Jackson and his wife, Gretchen, began the long, emotional journey in April when they decided to saddle not one, but two horses in the Kentucky Derby (gr. I). One of their horses, Barbaro, won the Derby in convincing fashion and had the Triple Crown in his sights.
The excitement and joy the Jacksons felt was trumped by disbelief and sadness two weeks later in the Preakness Stakes (gr. I), when Barbaro broke down just a few steps into the race. Barbaro's ensuing battle for life has since touched the nation and given the Jacksons a new outlook on life.
"We've been touched by the outpouring of concern," said Roy Jackson, who reported Barbaro continues to improve. "We feel an obligation to the general public because of all the interest. We also realize that it doesn't do a whole lot of good to sit around. We have to get on with things. We're pretty optimistic people, and we hope there are some other good things to come."
One of those good things turned out to be the Jacksons' "other horse" in the Derby. Trained by Barclay Tagg, Showing Up may just be the best 3-year old turf horse in the country if his last two races are any indication.
On June 24, Showing Up made his turf debut in the $1-million Colonial Turf Cup Stakes. And what a debut it was. The son of Strategic Mission devoured the field and set a Colonial Downs outer turf course record by running the 1 3/16-miles in 1:52.98, nearly two full seconds better than the previous record set eight years ago.
If that performance wasn't enough, Showing Up made an even bigger mark Aug. 12 at Arlington Park in the Secretariat Stakes (gr. IT). This time in wire-to-wire fashion, Showing Up won by 1 1/2 lengths for his fifth win in six career starts. Showing Up's time of 2:00.09 was 1.26 seconds faster than older horses ran 1 1/4 miles in the Arlington Million (gr. IT) earlier in the day. And he did it while carrying 126 pounds.
"I knew he was a good horse--I wouldn't have put him in the Kentucky Derby if I didn't think he was," said Tagg, who trained Funny Cide to win the 2003 Derby. "But I never thought he was going to be this great. He didn't even run as a 2-year old. He handled himself well when he broke his maiden (at Gulfsteam Park Feb. 11), and impressed us in the same manner in an allowance win. I think only having a couple of weeks to prepare for the Derby affected him in that race (when he finished sixth).

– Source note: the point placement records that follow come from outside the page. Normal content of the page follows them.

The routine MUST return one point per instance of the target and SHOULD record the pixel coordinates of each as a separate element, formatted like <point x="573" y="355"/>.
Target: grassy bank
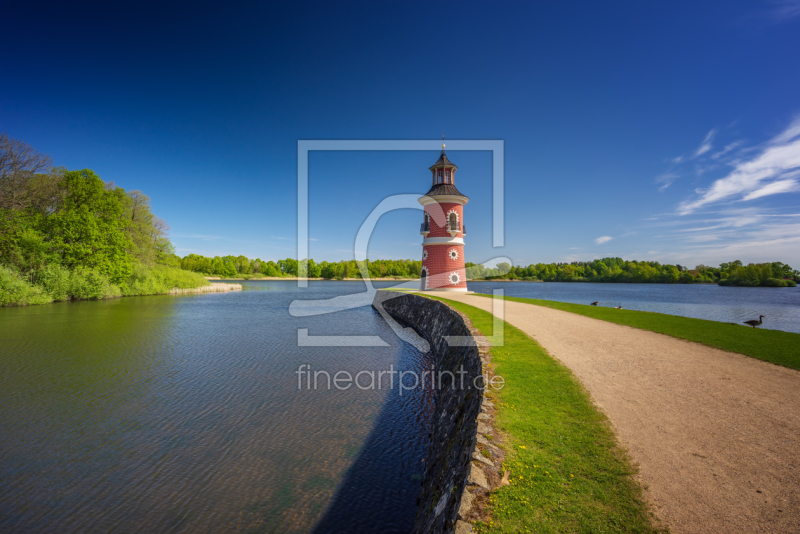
<point x="56" y="283"/>
<point x="774" y="346"/>
<point x="568" y="474"/>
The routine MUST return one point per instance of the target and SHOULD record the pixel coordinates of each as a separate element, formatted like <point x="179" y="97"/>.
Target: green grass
<point x="568" y="473"/>
<point x="774" y="346"/>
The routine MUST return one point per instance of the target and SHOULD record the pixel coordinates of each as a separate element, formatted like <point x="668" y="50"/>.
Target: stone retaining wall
<point x="449" y="463"/>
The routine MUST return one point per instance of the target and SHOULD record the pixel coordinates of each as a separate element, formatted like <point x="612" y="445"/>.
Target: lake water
<point x="183" y="414"/>
<point x="780" y="306"/>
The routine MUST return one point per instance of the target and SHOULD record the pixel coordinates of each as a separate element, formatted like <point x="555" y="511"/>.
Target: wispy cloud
<point x="706" y="145"/>
<point x="666" y="180"/>
<point x="773" y="164"/>
<point x="774" y="188"/>
<point x="728" y="148"/>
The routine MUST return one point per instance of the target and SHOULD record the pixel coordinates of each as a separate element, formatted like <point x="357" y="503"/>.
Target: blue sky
<point x="664" y="131"/>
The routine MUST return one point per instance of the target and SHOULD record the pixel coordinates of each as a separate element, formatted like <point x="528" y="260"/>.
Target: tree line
<point x="617" y="270"/>
<point x="775" y="274"/>
<point x="243" y="267"/>
<point x="67" y="234"/>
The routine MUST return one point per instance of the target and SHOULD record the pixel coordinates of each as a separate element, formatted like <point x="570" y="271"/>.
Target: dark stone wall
<point x="454" y="427"/>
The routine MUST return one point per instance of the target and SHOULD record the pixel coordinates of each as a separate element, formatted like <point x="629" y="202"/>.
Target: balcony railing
<point x="450" y="227"/>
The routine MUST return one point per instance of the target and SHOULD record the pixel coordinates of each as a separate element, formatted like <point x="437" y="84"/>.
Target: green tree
<point x="89" y="229"/>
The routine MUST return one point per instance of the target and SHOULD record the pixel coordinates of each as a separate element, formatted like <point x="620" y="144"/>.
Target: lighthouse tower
<point x="443" y="245"/>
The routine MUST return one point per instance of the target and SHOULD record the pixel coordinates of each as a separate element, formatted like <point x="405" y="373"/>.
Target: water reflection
<point x="175" y="414"/>
<point x="781" y="306"/>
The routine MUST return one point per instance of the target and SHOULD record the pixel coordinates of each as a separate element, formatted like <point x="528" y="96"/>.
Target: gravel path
<point x="716" y="435"/>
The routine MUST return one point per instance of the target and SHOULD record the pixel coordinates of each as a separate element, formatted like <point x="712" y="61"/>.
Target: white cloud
<point x="774" y="188"/>
<point x="666" y="180"/>
<point x="727" y="149"/>
<point x="706" y="145"/>
<point x="781" y="155"/>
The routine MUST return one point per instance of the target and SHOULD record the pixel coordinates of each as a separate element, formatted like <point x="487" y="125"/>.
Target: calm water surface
<point x="780" y="305"/>
<point x="182" y="414"/>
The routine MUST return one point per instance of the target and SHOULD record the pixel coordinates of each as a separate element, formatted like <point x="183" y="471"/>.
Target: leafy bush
<point x="15" y="291"/>
<point x="90" y="284"/>
<point x="160" y="280"/>
<point x="55" y="280"/>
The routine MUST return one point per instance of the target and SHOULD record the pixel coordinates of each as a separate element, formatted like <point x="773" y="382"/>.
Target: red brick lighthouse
<point x="443" y="245"/>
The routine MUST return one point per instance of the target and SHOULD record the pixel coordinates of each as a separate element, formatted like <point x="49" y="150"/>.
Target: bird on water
<point x="754" y="323"/>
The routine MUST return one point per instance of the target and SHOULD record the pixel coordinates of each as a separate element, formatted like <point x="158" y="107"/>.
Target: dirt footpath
<point x="716" y="434"/>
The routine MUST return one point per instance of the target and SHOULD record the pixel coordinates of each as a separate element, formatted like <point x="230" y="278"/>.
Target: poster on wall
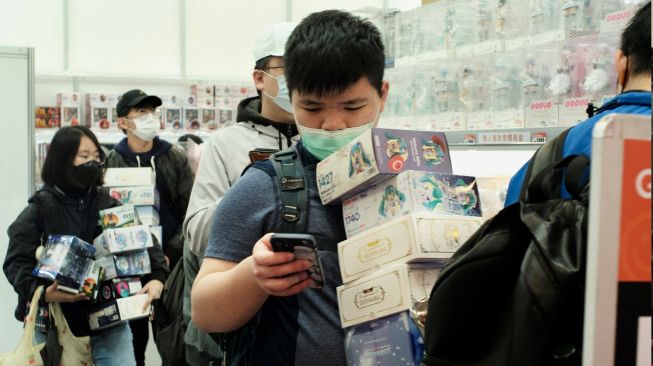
<point x="618" y="285"/>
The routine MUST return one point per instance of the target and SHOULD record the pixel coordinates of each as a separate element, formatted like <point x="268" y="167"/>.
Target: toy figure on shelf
<point x="450" y="29"/>
<point x="484" y="21"/>
<point x="597" y="80"/>
<point x="443" y="89"/>
<point x="573" y="16"/>
<point x="465" y="86"/>
<point x="501" y="14"/>
<point x="358" y="160"/>
<point x="396" y="146"/>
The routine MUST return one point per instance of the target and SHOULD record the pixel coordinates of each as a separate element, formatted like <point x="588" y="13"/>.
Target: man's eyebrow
<point x="309" y="101"/>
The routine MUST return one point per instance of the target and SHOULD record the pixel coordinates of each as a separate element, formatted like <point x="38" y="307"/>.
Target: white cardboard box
<point x="120" y="216"/>
<point x="137" y="196"/>
<point x="406" y="239"/>
<point x="128" y="238"/>
<point x="115" y="312"/>
<point x="127" y="177"/>
<point x="379" y="154"/>
<point x="385" y="292"/>
<point x="408" y="193"/>
<point x="492" y="191"/>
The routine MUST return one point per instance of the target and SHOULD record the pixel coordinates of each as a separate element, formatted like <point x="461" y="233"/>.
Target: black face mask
<point x="85" y="176"/>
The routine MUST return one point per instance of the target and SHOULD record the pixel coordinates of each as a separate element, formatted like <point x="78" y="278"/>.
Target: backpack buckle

"Once Barbaro won the Derby, there was no sense bringing Showing Up back for the Preakness. So we decided to skip that and work him on the turf. He seemed to love it and his father was a turf horse, so we went for it."
The Kentucky-bred Showing Up, who is stabled at Saratoga, has earned $1,080,500. He is currently tied for seventh in John Deere Turf Division standings and may be on a collision course with other top older turf horses, like Irish-bred Cacique and 8-year old The Tin Man, when the Breeders' Cup is held Nov. 4 at Churchill Downs.

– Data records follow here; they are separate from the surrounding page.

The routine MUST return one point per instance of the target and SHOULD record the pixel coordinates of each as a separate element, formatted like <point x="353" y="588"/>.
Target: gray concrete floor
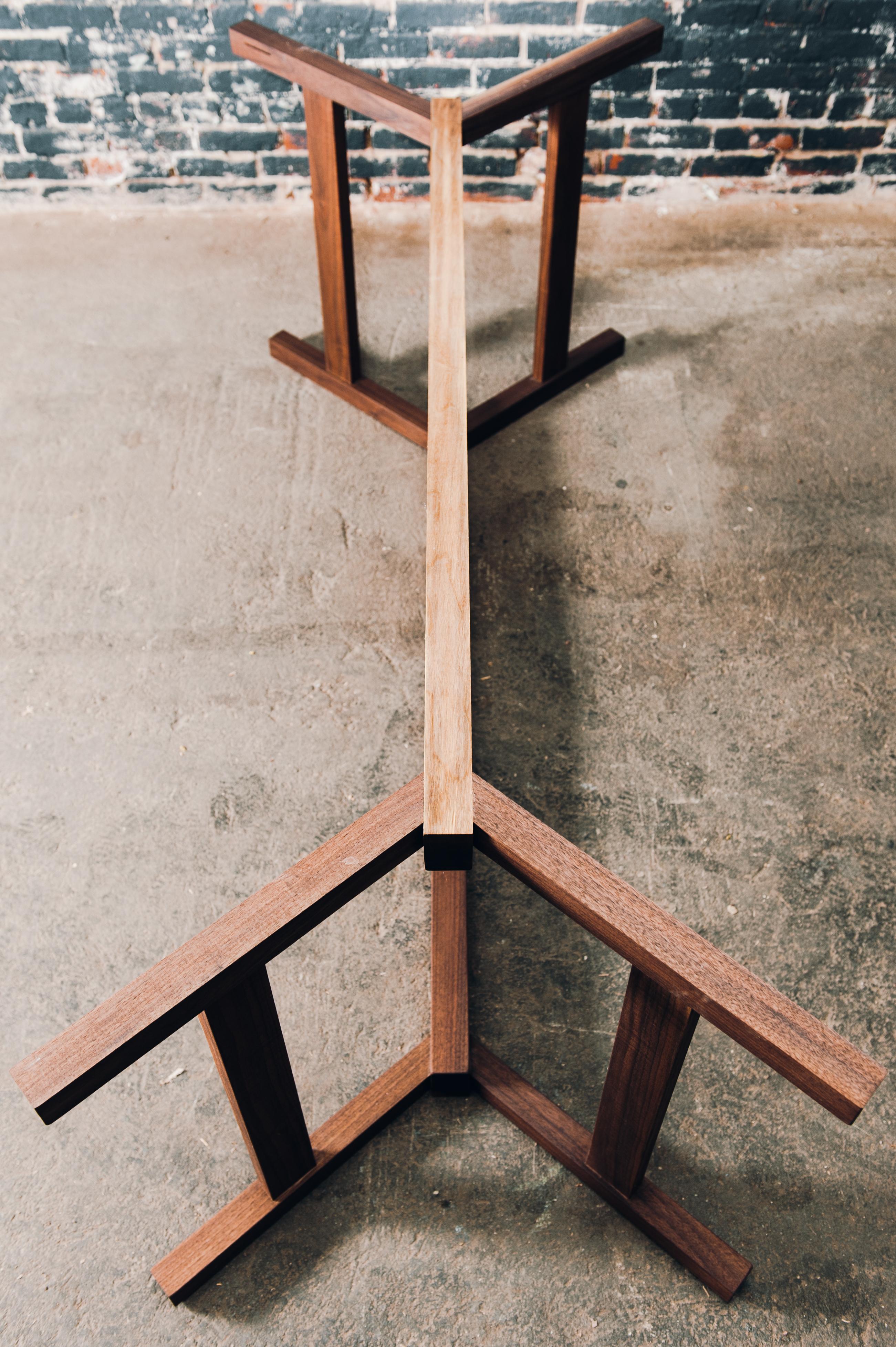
<point x="213" y="658"/>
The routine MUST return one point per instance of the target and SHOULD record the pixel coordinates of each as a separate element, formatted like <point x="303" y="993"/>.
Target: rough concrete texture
<point x="682" y="644"/>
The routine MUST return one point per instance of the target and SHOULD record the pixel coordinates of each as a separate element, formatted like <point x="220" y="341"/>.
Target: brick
<point x="760" y="107"/>
<point x="679" y="108"/>
<point x="10" y="83"/>
<point x="757" y="138"/>
<point x="548" y="49"/>
<point x="50" y="143"/>
<point x="540" y="13"/>
<point x="802" y="13"/>
<point x="604" y="138"/>
<point x="732" y="166"/>
<point x="471" y="46"/>
<point x="490" y="166"/>
<point x="831" y="45"/>
<point x="633" y="108"/>
<point x="155" y="81"/>
<point x="421" y="18"/>
<point x="716" y="107"/>
<point x="286" y="166"/>
<point x="642" y="166"/>
<point x="881" y="166"/>
<point x="634" y="80"/>
<point x="670" y="138"/>
<point x="73" y="110"/>
<point x="806" y="107"/>
<point x="17" y="169"/>
<point x="852" y="14"/>
<point x="602" y="191"/>
<point x="410" y="46"/>
<point x="30" y="114"/>
<point x="226" y="15"/>
<point x="847" y="107"/>
<point x="500" y="189"/>
<point x="244" y="83"/>
<point x="491" y="76"/>
<point x="161" y="18"/>
<point x="729" y="14"/>
<point x="31" y="49"/>
<point x="201" y="167"/>
<point x="432" y="77"/>
<point x="843" y="138"/>
<point x="723" y="77"/>
<point x="239" y="141"/>
<point x="616" y="14"/>
<point x="820" y="164"/>
<point x="76" y="17"/>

Until then, Tagg wants Showing Up to run at least once more on the turf. He is eyeing the Man o' War Stakes (gr. IT) Sept. 9 and the Joe Hirsch Turf Classic Invitational (gr. IT) Oct. 7, both at Belmont Park, or perhaps a race in Canada.
Meanwhile, in typical fashion, the Jacksons are staying low key.
"There really is no plan with him yet," Roy Jackson said. "There isn't a whole lot for 3-year olds in the fall. We'll just see how it goes. He has been a real pleasant surprise for us. If he could make it to the Breeders' Cup, that would be fun. We've learned to take things day by day."